Nigeria again led the rest of Africa as remittances to low- and middle-income countries are projected to register a 7.3 percent to reach $589 billion in 2021. The return to growth will see Nigeria log about $18billion out of $45billion assigned sub-saharan Africa, which is more robust than earlier estimates and follows the resilience of flows in 2020 when remittances declined by only 1.7 percent amid a severe global recession due to COVID-19, according to estimates from the World Bank’s Migration and Development Brief released yesterday.
To boost inflows of diaspora remittances into the country, the Central Bank of Nigeria had in March launched a Naira 4 Dollar scheme that pays naira to senders and recipients of international money transfers.
Meanwhile for a second consecutive year, remittance flows to low- and middle-income countries (excluding China) are expected to surpass the sum of foreign direct investment (FDI) and overseas development assistance (ODA). “Remittance flows from migrants have greatly complemented government cash transfer programmes to support families suffering economic hardships during the COVID-19 crisis.
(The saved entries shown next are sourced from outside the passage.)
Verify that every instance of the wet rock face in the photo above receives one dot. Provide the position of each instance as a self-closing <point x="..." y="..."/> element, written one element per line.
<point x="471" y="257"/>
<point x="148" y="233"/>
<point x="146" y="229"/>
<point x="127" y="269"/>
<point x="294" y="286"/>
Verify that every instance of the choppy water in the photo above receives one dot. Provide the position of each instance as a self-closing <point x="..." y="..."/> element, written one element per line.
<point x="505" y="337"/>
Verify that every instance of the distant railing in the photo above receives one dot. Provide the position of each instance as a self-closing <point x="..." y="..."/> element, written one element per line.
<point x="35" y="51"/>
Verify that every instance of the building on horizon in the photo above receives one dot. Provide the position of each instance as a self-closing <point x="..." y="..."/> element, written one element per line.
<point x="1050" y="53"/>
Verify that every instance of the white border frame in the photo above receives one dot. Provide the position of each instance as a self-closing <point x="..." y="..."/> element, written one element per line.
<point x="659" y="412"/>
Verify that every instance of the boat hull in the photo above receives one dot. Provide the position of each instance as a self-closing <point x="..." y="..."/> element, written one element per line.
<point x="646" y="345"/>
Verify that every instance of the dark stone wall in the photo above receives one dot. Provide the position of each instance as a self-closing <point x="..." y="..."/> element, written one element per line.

Facilitating the flow of remittances to provide relief to strained household budgets should be a key component of government policies to support a global recovery from the pandemic,” said Michal Rutkowski, World Bank Global Director for Social Protection and Jobs.
According to the World Bank report remittance inflows to Sub-Saharan Africa returned to growth in 2021, increasing by 6.2 percent to $45 billion. Nigeria, the region’s largest recipient, is experiencing a moderate rebound in remittance flows, in part due to the increasing influence of policies intended to channel inflows through the banking system.